Именно поэтому я несколько настороженно отношусь к биографам. Они склонны приписывать идеи своим героям. Поэтому если вы пишете биографию Карла Маркса, какие идеи вы можете приписать только ему, а не Адаму Смиту, классическим экономистам, Рикардо, Гегелю, утопическим социалистам? Вы найдете совсем немного — особый бриколаж анонимных идей. История идей обязывает к некоторой скромности, к признанию того, что общества мало чего изобретают. На самом деле все творят столетия, а не поколения.
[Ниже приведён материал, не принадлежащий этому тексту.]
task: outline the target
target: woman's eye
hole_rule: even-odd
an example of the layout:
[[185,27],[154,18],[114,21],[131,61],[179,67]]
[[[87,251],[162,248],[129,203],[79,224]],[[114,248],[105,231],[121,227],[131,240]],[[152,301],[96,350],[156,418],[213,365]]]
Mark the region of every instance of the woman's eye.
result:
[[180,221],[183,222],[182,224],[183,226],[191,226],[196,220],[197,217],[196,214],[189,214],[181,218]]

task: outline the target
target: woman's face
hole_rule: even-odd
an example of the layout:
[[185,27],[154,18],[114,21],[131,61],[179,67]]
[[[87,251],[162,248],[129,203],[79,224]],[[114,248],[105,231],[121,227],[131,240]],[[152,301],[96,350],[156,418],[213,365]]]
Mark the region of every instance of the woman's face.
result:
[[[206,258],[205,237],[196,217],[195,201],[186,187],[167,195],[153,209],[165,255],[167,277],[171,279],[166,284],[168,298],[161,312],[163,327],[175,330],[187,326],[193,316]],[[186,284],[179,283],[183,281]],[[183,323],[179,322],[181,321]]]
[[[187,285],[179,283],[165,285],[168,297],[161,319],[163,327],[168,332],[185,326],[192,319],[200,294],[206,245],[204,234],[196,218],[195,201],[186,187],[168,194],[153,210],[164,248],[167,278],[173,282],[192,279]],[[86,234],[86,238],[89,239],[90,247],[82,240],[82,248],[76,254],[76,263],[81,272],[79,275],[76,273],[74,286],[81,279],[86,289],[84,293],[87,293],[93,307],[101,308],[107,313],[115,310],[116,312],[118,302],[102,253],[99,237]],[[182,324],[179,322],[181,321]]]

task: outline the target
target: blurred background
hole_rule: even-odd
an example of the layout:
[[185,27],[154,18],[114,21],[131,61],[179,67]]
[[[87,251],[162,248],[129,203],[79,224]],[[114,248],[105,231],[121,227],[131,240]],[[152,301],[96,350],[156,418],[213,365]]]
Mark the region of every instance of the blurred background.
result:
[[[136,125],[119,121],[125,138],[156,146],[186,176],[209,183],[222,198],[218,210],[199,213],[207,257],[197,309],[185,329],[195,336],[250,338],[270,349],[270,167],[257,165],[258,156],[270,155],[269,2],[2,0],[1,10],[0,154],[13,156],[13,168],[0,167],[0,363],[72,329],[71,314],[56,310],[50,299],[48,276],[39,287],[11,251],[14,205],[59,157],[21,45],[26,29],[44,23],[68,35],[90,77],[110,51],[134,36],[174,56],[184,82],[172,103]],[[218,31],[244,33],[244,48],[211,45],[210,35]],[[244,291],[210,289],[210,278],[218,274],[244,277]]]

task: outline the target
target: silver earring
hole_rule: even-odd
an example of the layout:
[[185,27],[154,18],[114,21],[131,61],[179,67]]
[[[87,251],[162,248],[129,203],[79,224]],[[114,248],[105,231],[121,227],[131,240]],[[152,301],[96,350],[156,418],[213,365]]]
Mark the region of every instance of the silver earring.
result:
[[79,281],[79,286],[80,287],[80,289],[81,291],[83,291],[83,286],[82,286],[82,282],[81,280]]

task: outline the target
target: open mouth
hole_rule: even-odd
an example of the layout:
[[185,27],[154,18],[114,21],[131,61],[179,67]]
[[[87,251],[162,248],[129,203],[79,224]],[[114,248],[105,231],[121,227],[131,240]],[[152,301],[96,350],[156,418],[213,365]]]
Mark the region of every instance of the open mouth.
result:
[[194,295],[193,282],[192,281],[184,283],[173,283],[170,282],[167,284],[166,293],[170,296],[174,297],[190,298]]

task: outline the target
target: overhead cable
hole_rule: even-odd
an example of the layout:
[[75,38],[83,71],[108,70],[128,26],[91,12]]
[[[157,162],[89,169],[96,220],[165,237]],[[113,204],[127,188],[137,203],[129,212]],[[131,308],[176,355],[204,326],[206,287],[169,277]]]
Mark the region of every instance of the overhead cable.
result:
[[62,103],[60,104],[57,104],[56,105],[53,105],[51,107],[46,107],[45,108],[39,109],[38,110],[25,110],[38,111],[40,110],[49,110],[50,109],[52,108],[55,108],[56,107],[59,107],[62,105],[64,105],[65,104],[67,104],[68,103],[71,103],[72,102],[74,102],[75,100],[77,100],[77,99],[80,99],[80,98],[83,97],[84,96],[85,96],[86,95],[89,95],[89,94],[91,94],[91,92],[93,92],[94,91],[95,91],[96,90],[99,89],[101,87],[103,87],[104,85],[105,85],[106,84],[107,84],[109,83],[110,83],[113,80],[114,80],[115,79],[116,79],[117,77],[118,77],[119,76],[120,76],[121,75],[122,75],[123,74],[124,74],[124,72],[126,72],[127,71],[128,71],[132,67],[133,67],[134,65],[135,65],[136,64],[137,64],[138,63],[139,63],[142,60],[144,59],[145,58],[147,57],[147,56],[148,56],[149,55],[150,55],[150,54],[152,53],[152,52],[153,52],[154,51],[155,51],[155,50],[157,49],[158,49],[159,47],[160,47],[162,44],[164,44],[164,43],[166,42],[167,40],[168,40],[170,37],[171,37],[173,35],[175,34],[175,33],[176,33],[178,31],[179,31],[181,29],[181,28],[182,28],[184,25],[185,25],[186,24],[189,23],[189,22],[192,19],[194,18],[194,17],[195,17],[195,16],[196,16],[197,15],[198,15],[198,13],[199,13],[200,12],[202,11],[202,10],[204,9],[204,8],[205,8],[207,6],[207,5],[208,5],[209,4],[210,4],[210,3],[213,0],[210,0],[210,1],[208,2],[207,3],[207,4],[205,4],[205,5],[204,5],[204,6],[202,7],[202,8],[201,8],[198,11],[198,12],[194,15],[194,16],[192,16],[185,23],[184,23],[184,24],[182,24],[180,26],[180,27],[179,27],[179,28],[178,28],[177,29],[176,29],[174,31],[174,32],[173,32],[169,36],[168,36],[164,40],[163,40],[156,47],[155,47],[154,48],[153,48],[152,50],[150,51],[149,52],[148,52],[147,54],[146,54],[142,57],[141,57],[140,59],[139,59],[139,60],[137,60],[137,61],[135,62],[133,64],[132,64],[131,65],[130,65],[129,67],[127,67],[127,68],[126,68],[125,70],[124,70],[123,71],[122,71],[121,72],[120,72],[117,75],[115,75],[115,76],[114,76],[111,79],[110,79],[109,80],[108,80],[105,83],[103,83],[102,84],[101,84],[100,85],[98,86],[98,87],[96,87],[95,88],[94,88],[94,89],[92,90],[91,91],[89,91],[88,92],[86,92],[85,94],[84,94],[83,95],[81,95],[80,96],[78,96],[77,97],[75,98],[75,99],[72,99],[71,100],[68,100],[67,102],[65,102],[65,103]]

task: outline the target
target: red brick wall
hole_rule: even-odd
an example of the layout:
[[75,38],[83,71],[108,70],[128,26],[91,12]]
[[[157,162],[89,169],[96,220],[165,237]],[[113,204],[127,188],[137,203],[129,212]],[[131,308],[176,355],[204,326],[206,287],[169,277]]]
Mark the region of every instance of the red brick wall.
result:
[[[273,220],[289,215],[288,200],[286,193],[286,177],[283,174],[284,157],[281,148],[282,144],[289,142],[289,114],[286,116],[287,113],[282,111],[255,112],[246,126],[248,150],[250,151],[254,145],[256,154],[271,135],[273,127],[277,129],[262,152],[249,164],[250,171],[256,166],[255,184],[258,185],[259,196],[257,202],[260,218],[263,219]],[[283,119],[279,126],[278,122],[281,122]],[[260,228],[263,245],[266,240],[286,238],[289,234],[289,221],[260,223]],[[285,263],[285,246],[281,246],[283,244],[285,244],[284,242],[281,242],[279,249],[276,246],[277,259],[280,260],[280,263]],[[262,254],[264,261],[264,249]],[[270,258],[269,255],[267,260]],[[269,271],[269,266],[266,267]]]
Беседовали Сара Аль-Матари и Александр де Витри


Примечания

1. Angenot M. Dialogues de sourds: traité de rhétorique antilogique. P.: Mille et une nuits, 2008; впервые была опубликована в двух томах в 2006 году в Монреале, в издательстве Discours social.
2. См., например: Les Champions des femmes. Examen du discours sur la supériorité des femmes, 1400–1800. Montréal: Presses de l’Université du Québec, 1977.
3. См., в частности: L’Utopie collectiviste: le Grand récit socialiste sous la Deuxième Internationale. P.: Presses Universitaires de France, 1993; и Les Grands récits militants des XIXe et XXe siècles: religions de l’humanité et sciences l’histoire. P.: L’Harmattan, 2000.
4. Даниэль Морне (1878–1954) — автор книги «Интеллектуальные истоки Французской революции, 1717–1787» (P.: Armand Colin, 1933). Этот новаторский труд, основанный преимущественно на систематическом изучении содержимого библиотек и включавший эмпирические факты (стоимость подпольно распространявшихся книг и т.д.), оказался в центре полемики школы «Анналов» с историками литературы. См. об этом: Люсьен Февр, «Бои за историю».
5. Le Cru et le faisandé. Sexe, discours social et littérature à la Belle Époque. Bruxelles: Labor, 1986.
6. В своих книгах Maurice Barrès et le nationalisme français (P.: Armand Colin, 1972); La Droite révolutionnaire, 1885–1914: les origines françaises du fascisme (P.: Seuil, 1978); и Ni droite ni gauche: l’idéologie fasciste en France (P.: Seuil, 1983) Зеев Стернхель показывает, что помимо легитимизма, орлеанизма и бонапартизма, якобы структурировавших французский правый фланг и делавших страну невосприимчивой к влиянию фашизма, во Франции существовали многочисленные и разнородные движения, предвосхищавшие фашизм. Среди них был и буланжизм. Своим оппонентам Стернхель отвечает в «Морфологии и историографии фашизма во Франции», предисловии к переизданной в Брюсселе Ni droite ni gauche (Complexe, 2000).
7. Хаим Перельман (1912–1984) — основатель «новой риторики» или «брюссельской школы», в которой подчеркивается роль аргументации в практическом разрешении повседневных ситуаций. Известен прежде всего как автор «Трактата об аргументации» (PUF, 1958, в 2 т.), написанного совместно с Люси Ольбрехтс-Титека.
8. Владимир Пропп (1895–1970) — русский формалист, получивший в 1960-е годы мировую известность своей «Морфологией сказки». Работа эта, написанная еще в 1928 году, увидела свет во Франции лишь в 1970-м. Она оказала большое влияние на структуралистов.